Baynote CF for IngentaConnect December 1, 2007Posted by Andre Vellino in Collaborative filtering, Digital library, Recommender, Recommender service.
It’s validating to see that there are commercial offerings for recommender systems in digital libraries. My colleague Richard Akerman, blogger extraordinare for all things digital library, pointed me to this announcement by IngentaConnect declaring that they are using Baynote to provide collaborative filtering recommendations for scholarly publications. The announcement reads:
… a new partnership with content guidance pioneer Baynote will see IngentaConnect providing “more like this” article recommendations based on both the current context but also, more unusually in scholarly publishing, the user’s previous behaviour. Articles reviewed or acquired by users with similar interests and behaviour will be recommended for consideration and potential purchase.

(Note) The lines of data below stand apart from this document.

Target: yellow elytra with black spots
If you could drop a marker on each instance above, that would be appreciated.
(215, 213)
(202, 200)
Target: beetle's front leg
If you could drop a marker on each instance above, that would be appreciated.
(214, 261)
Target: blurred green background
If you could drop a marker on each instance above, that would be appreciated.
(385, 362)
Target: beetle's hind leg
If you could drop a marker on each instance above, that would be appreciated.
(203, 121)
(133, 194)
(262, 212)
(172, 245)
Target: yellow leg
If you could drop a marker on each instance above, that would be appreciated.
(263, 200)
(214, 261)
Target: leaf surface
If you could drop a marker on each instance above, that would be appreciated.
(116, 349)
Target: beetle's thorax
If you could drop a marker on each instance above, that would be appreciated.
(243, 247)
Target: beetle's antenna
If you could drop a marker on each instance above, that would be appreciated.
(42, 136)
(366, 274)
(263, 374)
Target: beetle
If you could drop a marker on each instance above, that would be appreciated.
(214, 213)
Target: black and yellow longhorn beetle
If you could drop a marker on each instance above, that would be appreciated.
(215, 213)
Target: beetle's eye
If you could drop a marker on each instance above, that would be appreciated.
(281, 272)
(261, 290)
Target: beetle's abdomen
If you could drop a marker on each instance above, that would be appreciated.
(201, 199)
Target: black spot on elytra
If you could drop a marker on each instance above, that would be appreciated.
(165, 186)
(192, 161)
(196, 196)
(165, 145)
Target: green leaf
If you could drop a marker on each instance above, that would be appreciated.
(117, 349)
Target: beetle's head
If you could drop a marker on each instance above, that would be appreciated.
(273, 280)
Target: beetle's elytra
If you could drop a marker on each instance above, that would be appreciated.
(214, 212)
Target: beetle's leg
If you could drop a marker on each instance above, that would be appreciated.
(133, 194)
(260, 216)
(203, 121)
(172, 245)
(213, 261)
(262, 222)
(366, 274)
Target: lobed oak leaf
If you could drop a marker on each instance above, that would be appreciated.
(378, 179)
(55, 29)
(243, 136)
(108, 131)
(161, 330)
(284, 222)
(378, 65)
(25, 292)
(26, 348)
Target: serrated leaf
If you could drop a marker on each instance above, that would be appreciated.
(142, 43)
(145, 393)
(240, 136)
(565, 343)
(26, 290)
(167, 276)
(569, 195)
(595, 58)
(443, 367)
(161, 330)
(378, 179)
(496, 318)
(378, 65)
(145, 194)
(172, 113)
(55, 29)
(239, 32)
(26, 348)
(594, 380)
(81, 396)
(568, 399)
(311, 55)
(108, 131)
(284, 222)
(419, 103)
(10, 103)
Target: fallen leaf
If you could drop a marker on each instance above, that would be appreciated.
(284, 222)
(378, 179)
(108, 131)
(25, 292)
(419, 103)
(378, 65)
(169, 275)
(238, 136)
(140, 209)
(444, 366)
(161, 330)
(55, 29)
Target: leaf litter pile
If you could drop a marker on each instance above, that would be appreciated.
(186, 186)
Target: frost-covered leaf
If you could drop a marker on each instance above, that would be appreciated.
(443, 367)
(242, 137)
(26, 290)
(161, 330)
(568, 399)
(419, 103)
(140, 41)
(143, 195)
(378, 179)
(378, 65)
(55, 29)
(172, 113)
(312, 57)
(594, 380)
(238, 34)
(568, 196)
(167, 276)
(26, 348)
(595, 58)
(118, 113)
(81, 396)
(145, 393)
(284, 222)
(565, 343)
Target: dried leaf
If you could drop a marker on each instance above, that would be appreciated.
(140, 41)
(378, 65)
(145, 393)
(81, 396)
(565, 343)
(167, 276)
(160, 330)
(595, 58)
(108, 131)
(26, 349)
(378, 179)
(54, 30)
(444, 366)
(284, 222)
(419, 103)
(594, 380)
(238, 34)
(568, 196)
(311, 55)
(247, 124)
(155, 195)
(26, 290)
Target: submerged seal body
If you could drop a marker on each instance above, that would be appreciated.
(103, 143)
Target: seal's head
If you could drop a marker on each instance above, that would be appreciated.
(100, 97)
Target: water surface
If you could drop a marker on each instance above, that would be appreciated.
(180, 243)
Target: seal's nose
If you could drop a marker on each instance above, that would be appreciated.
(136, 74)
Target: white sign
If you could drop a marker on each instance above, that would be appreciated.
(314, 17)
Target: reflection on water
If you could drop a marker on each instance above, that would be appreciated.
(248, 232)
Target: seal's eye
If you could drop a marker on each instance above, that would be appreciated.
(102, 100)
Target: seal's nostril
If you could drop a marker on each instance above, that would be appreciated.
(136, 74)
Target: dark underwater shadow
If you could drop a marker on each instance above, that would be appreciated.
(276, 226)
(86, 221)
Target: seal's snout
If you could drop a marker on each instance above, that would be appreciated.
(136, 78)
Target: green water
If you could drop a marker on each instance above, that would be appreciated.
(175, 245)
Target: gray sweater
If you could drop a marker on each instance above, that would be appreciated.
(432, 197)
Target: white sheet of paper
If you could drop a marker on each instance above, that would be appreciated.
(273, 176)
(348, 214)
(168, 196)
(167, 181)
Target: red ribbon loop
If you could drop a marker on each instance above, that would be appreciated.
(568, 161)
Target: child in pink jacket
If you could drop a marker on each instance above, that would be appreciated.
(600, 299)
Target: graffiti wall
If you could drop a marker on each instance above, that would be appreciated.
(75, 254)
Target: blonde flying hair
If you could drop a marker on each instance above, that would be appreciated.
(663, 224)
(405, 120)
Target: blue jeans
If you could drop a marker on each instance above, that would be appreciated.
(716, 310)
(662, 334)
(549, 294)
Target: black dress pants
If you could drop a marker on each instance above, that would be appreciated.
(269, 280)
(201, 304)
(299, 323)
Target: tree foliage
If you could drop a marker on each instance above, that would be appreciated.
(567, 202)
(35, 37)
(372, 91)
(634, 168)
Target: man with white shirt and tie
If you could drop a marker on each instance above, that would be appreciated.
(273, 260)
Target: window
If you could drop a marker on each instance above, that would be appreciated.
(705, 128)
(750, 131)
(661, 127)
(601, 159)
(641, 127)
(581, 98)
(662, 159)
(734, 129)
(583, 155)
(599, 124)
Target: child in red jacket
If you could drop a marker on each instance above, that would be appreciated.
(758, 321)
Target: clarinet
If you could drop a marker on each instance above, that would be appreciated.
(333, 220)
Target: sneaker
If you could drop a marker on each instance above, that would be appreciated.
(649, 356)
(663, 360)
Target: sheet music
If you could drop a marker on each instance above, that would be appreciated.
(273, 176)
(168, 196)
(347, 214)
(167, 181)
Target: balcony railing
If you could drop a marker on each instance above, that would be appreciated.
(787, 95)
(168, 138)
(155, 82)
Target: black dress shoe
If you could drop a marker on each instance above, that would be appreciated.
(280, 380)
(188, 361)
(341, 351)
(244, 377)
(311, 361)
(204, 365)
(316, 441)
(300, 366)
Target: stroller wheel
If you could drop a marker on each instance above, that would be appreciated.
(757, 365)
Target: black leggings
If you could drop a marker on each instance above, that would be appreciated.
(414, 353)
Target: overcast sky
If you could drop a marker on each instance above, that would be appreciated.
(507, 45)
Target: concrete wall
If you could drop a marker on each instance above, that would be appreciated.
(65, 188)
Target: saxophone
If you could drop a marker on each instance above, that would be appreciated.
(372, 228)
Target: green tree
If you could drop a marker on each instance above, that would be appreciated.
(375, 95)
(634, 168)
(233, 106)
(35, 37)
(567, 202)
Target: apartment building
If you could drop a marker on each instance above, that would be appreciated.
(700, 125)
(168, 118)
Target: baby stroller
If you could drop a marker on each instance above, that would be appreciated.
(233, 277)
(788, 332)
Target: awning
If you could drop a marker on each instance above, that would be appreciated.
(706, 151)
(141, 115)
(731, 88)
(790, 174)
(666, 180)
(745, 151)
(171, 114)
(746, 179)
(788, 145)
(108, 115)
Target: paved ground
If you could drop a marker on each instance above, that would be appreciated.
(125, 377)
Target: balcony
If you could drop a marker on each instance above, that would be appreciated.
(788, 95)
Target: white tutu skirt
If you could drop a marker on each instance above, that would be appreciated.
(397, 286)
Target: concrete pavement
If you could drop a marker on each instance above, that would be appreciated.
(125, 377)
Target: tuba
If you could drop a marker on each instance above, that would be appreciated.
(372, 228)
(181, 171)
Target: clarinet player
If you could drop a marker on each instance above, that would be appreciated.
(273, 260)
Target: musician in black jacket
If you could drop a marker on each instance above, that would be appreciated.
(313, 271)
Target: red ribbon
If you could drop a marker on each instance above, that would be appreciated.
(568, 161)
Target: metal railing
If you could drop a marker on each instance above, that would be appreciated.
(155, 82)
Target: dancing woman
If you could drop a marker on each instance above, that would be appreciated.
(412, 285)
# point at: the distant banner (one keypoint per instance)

The “more about how it works” section reads:
… context and behaviour are combined to determine the user’s intent, which is then analysed for relevance to that of the site’s other users; patterns that emerge from this analysis are used to recommend additional content which is more likely to be of interest and relevance to the user than regular, contextual recommendations. Sophisticated behavioural analysis monitors not simply clicks and page views, but also the length of time that a user spends on the page and the type of activities that they carry out there.
I’m not quite sure what “regular, contextual recommendations” means exactly – probably TF*IDF-based content-similarity “more like this” – but I think the overall claim from BayNote is that clickstream data holds the secret to harvesting implicit user-ratings for collaborative filtering recommendations.

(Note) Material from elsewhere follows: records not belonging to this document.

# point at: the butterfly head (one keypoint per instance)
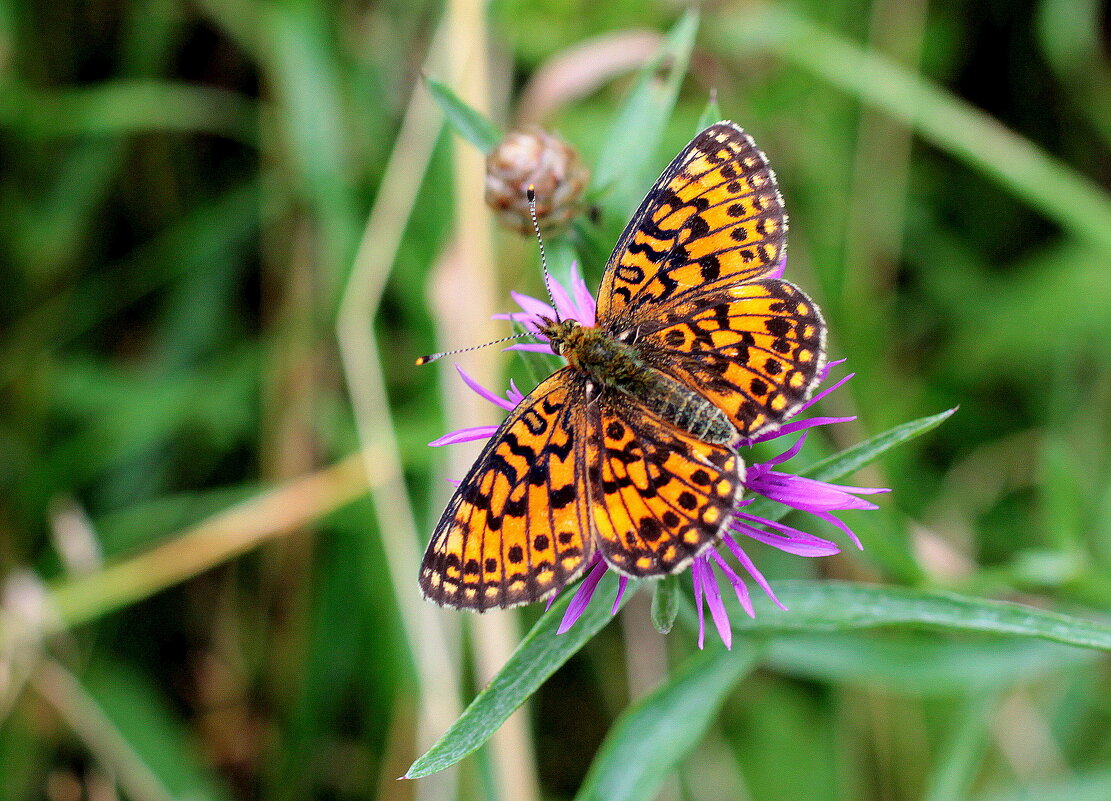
(562, 334)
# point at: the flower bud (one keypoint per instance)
(550, 164)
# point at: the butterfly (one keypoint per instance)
(631, 450)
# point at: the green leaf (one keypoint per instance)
(961, 756)
(540, 653)
(666, 603)
(919, 662)
(852, 459)
(711, 113)
(623, 172)
(968, 133)
(653, 736)
(469, 123)
(1091, 786)
(129, 717)
(834, 606)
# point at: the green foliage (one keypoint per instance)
(183, 201)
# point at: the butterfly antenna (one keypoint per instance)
(433, 357)
(531, 194)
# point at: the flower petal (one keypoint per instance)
(697, 578)
(808, 494)
(717, 607)
(841, 524)
(824, 392)
(582, 597)
(737, 581)
(757, 576)
(791, 541)
(798, 426)
(482, 391)
(532, 306)
(532, 348)
(623, 582)
(583, 300)
(478, 432)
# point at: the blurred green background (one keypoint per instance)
(229, 227)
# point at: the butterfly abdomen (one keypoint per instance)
(680, 406)
(610, 362)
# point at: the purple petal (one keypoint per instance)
(809, 494)
(617, 601)
(530, 323)
(533, 307)
(482, 392)
(717, 607)
(581, 599)
(479, 432)
(798, 542)
(563, 303)
(798, 426)
(841, 524)
(759, 469)
(697, 578)
(583, 300)
(824, 392)
(747, 563)
(789, 453)
(829, 366)
(737, 581)
(532, 348)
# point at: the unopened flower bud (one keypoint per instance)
(543, 160)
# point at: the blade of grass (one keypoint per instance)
(652, 737)
(222, 537)
(470, 123)
(834, 606)
(122, 107)
(854, 458)
(622, 174)
(540, 653)
(920, 664)
(1027, 171)
(961, 756)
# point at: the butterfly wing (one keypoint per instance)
(658, 494)
(753, 349)
(518, 528)
(714, 217)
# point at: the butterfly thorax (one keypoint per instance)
(616, 362)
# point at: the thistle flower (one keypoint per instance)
(534, 157)
(819, 499)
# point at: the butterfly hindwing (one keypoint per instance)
(658, 494)
(714, 216)
(753, 349)
(518, 527)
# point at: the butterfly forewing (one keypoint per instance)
(713, 217)
(518, 527)
(580, 466)
(753, 349)
(659, 496)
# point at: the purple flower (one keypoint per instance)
(818, 498)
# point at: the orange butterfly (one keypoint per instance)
(631, 449)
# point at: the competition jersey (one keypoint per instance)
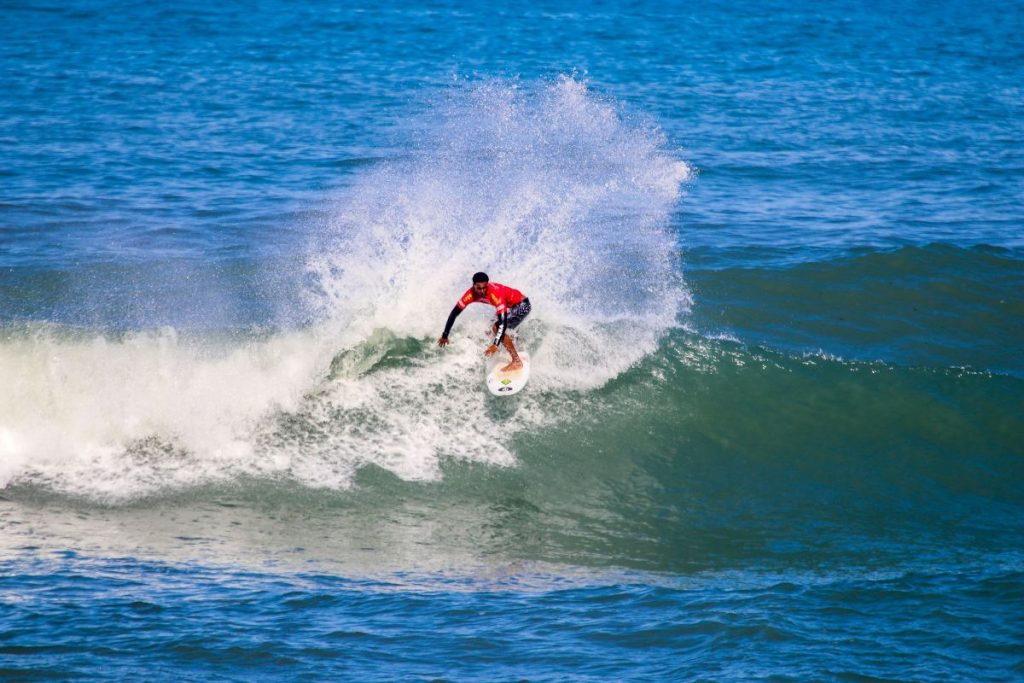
(499, 296)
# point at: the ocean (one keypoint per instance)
(774, 428)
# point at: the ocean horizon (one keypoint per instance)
(774, 424)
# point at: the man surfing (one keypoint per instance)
(511, 308)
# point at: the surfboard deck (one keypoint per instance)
(505, 384)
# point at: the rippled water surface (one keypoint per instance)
(774, 423)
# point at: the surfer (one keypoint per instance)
(511, 308)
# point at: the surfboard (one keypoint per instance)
(505, 384)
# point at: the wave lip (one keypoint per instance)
(547, 186)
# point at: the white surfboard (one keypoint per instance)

The marketing blurb on the Baynote web site says:
By silently observing more than twenty different user actions on your site, Baynote identifies virtual communities of like-minded visitors who have similar intent.

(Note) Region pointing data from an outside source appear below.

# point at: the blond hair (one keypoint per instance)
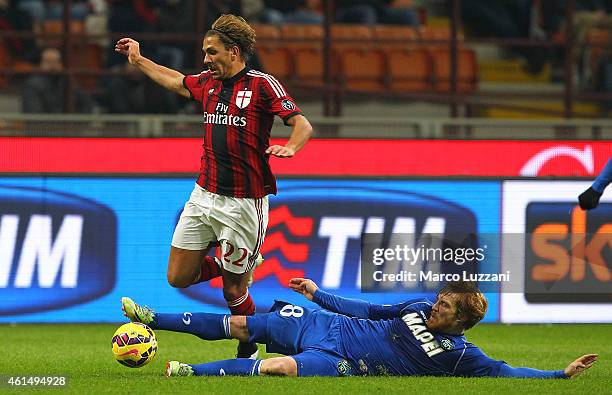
(233, 31)
(471, 303)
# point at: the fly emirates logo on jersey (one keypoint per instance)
(221, 117)
(418, 328)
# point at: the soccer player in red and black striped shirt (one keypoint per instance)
(229, 203)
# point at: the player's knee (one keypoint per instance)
(232, 292)
(282, 366)
(178, 281)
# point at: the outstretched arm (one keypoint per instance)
(475, 363)
(572, 370)
(168, 78)
(337, 304)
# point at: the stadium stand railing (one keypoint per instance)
(179, 126)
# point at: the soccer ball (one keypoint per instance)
(134, 344)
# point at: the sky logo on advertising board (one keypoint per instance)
(568, 253)
(56, 250)
(316, 232)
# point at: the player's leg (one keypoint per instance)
(207, 326)
(192, 239)
(241, 226)
(308, 363)
(279, 366)
(185, 266)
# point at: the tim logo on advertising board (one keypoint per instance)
(56, 250)
(568, 253)
(315, 232)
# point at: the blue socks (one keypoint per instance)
(229, 367)
(206, 326)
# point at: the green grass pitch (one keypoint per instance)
(82, 353)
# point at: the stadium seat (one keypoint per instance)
(86, 57)
(53, 30)
(266, 32)
(410, 70)
(277, 61)
(302, 35)
(435, 37)
(351, 36)
(309, 66)
(394, 33)
(467, 70)
(351, 32)
(363, 69)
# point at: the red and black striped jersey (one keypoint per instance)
(238, 116)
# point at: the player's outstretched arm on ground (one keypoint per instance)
(301, 132)
(477, 364)
(580, 365)
(168, 78)
(337, 304)
(589, 199)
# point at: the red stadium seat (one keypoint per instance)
(467, 70)
(363, 69)
(351, 36)
(393, 33)
(302, 35)
(309, 65)
(266, 32)
(410, 70)
(276, 61)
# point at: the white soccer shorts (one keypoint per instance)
(239, 224)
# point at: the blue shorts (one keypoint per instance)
(310, 336)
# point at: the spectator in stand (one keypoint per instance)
(176, 16)
(593, 71)
(280, 12)
(14, 19)
(44, 92)
(505, 19)
(134, 16)
(371, 12)
(133, 93)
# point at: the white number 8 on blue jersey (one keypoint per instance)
(289, 310)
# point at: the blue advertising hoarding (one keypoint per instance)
(125, 225)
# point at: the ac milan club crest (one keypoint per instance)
(243, 98)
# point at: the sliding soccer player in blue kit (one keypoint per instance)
(351, 337)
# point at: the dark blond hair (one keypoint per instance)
(234, 31)
(471, 303)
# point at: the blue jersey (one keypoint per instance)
(395, 340)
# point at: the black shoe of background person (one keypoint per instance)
(589, 199)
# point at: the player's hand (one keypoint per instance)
(130, 48)
(580, 365)
(589, 199)
(303, 286)
(280, 151)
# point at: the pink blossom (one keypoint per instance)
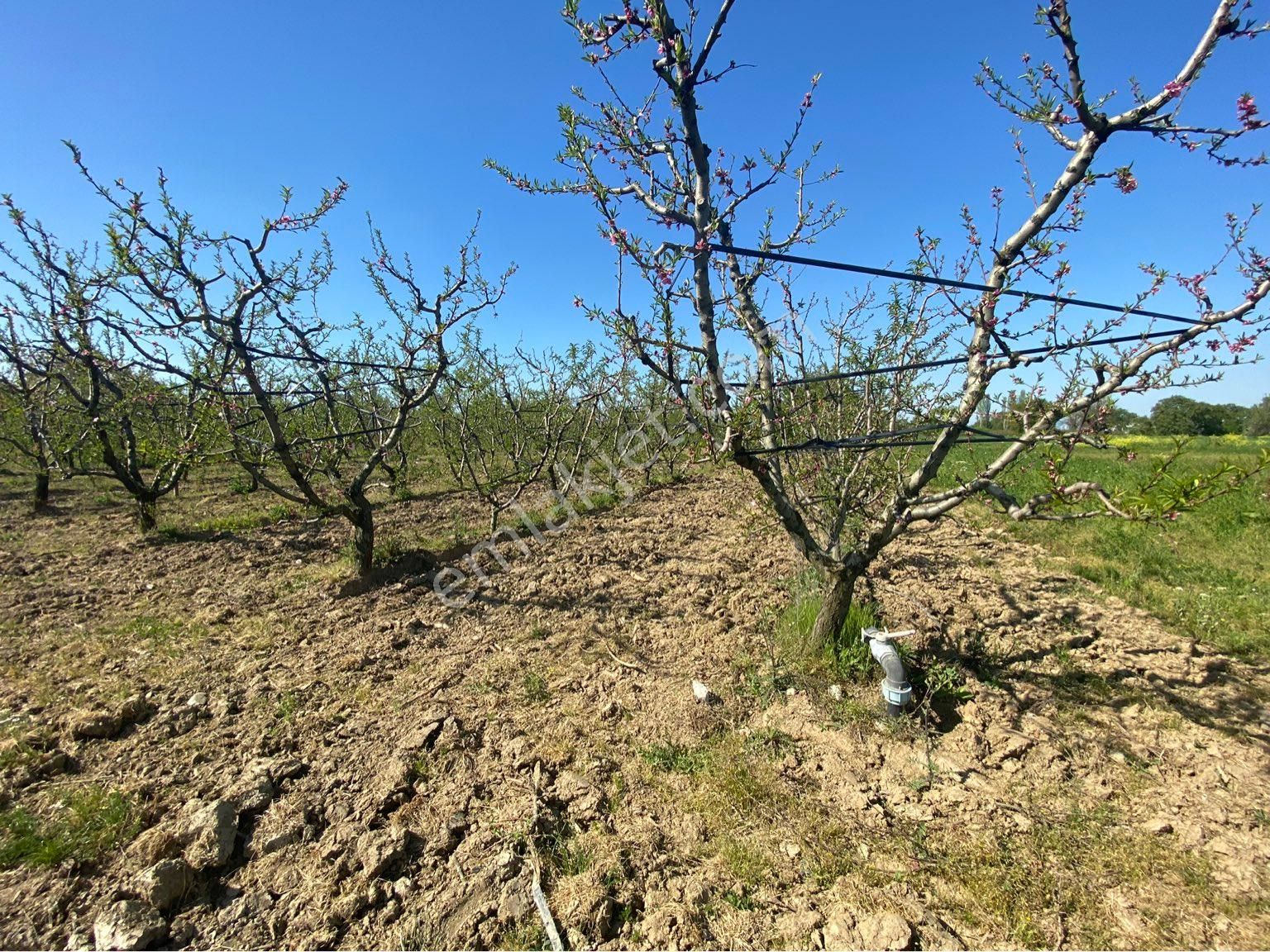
(1125, 180)
(1246, 111)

Baynote identifies emerging patterns among the visitors which represents the collective wisdom of the crowd. These emerging patterns represents the true intent of the visitors.
Sounds too simple to be true, doesn’t it? However good your implict rating scheme is, there has to be a lot more going on behind the scenes. If Baynote does the CF recommendations for the customer (library), then it must at least have a catalogue of the customer’s offerings (to make the item recommendations) as well as user-browsing data to do the collaborative filtering. Unless, of course, the items that are being recommended are advertisers items, in which case the catalogue isn’t the library’s but the advertizers’.
This kind of approach will no doubt be better than plain content analysis for advertisers. But my hunch is that this isn’t likely to work that well for end-users of a digital library.
For one thing, there’s the privacy issue with sparse, anonymized data-sets. Nobody seems to mind Google Analytics on e-commerce web sites and blogs, but what the end-user is searching and browsing in a digital library could be highly confidential. Imagine a forensic pathologist investigating the death of Alexander Litvinenko and searching for scientific data on the toxicity of Polonium 210. The browsing behaviour of such a session might not be something that should be used to provide recommendations for other users.
Also, if BayNote are following the DL recommender research from the GroupLens team the recommender service needs more than just the items in the catalogue, it needs citation meta data as well to seed its ratings matrices – the way TechLens does. Yet unless the collection’s catalogue is highly homogeneous or has a large number of well-referenced entries, this may not be a feasible strategy because of the sparsity of references that have entries in the collection’s catalogue.
At any rate, this is an interesting development and I’m looking forward to finding out more about how this approach works.